Briefly discuss the **main trade-offs** among the three hyperparameter tuning approaches: Grid Search, Random Search, and Bayesian Search.



### c) Feature Selection and Hyperparameter Tuning with GridSearchCV **(15 point)**

KNN performance can **deteriorate significantly** if irrelevant or noisy predictors are included.
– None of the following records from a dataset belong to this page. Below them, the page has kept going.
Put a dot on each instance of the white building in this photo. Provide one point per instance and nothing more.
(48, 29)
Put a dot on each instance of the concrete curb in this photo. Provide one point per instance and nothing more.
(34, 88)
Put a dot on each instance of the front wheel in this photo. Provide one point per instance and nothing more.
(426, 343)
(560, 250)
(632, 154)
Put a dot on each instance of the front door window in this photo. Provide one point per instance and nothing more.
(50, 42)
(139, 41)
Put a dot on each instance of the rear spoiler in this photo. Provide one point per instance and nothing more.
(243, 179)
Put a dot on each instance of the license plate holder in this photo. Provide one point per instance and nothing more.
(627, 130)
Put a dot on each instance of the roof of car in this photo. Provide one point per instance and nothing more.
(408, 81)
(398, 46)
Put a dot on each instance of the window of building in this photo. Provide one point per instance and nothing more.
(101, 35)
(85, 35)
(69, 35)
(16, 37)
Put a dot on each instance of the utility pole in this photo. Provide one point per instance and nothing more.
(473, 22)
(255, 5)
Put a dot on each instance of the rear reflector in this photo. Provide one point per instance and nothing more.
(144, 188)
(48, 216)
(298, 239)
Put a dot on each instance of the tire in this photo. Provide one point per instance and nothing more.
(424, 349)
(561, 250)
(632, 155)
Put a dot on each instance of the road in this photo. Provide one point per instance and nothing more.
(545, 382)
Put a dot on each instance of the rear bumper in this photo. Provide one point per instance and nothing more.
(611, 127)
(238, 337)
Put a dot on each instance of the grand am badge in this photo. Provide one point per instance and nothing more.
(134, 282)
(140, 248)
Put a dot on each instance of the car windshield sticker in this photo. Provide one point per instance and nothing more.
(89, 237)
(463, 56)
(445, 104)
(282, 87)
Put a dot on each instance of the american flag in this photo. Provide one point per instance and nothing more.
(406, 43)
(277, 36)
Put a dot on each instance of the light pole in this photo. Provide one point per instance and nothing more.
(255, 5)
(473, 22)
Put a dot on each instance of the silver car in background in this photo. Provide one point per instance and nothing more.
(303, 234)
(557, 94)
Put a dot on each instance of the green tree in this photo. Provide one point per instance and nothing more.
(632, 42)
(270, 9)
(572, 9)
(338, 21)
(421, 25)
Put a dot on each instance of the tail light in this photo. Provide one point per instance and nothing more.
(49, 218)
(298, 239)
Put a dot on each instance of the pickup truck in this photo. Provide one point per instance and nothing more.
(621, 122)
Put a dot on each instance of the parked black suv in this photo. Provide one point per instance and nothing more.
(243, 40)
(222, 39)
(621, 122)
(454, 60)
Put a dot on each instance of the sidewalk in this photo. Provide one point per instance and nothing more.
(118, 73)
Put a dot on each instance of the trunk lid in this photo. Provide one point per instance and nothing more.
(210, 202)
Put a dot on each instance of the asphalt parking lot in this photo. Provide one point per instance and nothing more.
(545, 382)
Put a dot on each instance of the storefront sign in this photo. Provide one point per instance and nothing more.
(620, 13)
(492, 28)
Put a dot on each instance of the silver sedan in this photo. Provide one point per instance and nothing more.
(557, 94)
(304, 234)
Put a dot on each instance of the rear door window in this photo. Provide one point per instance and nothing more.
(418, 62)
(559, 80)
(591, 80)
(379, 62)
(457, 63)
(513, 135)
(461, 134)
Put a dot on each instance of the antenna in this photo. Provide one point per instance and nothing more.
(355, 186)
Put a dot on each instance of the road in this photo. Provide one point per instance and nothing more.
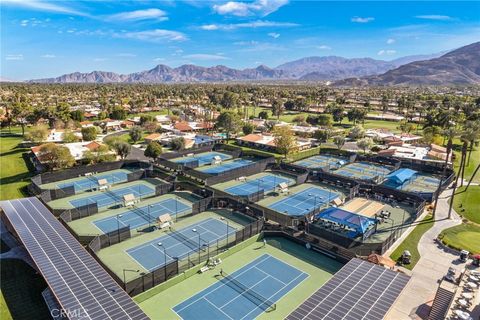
(417, 297)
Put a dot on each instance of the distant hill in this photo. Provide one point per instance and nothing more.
(334, 68)
(363, 70)
(458, 67)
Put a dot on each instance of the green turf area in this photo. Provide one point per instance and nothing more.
(472, 164)
(116, 258)
(14, 173)
(267, 201)
(86, 226)
(320, 268)
(411, 242)
(462, 237)
(232, 183)
(21, 290)
(64, 203)
(110, 173)
(467, 204)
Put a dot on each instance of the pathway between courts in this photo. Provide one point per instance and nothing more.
(416, 298)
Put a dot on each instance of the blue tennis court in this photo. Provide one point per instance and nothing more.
(111, 197)
(225, 166)
(304, 202)
(91, 182)
(266, 183)
(179, 243)
(246, 293)
(322, 161)
(203, 158)
(142, 216)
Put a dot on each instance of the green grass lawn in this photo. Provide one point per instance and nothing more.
(126, 138)
(474, 161)
(21, 290)
(465, 236)
(19, 298)
(467, 204)
(411, 242)
(14, 174)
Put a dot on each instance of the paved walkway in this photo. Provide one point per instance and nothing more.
(416, 299)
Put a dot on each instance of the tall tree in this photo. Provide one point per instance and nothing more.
(229, 122)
In this part, you will explore **feature selection** to improve model performance, followed by **hyperparameter tuning** using `GridSearchCV` (with `refit=True`).

Try the following **four different feature selection approaches**:

1. **Correlation-based filtering**:  
   - Select features with an absolute correlation of at least **0.1** with the target variable.

2. **Lasso regression for feature selection**:  
   - Use `Lasso(alpha=50)` to select important features based on non-zero coefficients.

3. **SelectKBest**:  
   - Use `SelectKBest` with `f_regression`, selecting the **top 4** features.

4. **Variance threshold**:  
   - Use `VarianceThreshold(threshold=0.1)` to select features with sufficient variability.


For **each approach**, perform hyperparameter tuning using **GridSearchCV**, and report:

- The **best score** (cross-validated RMSE) on the **training set**
- The **test RMSE** from the best model
- The **best hyperparameters**


### d) Compare Feature Selection Approaches **(1 point)**

Create a **DataFrame** that summarizes the model performance from each feature selection method, including:

- **Training RMSE**
- **Test RMSE**

Be sure to also include the results from the model trained **without any feature selection** for comparison.

Then, briefly explain what you learned from this experiment.  
For example: Did feature selection improve performance? Which method worked best?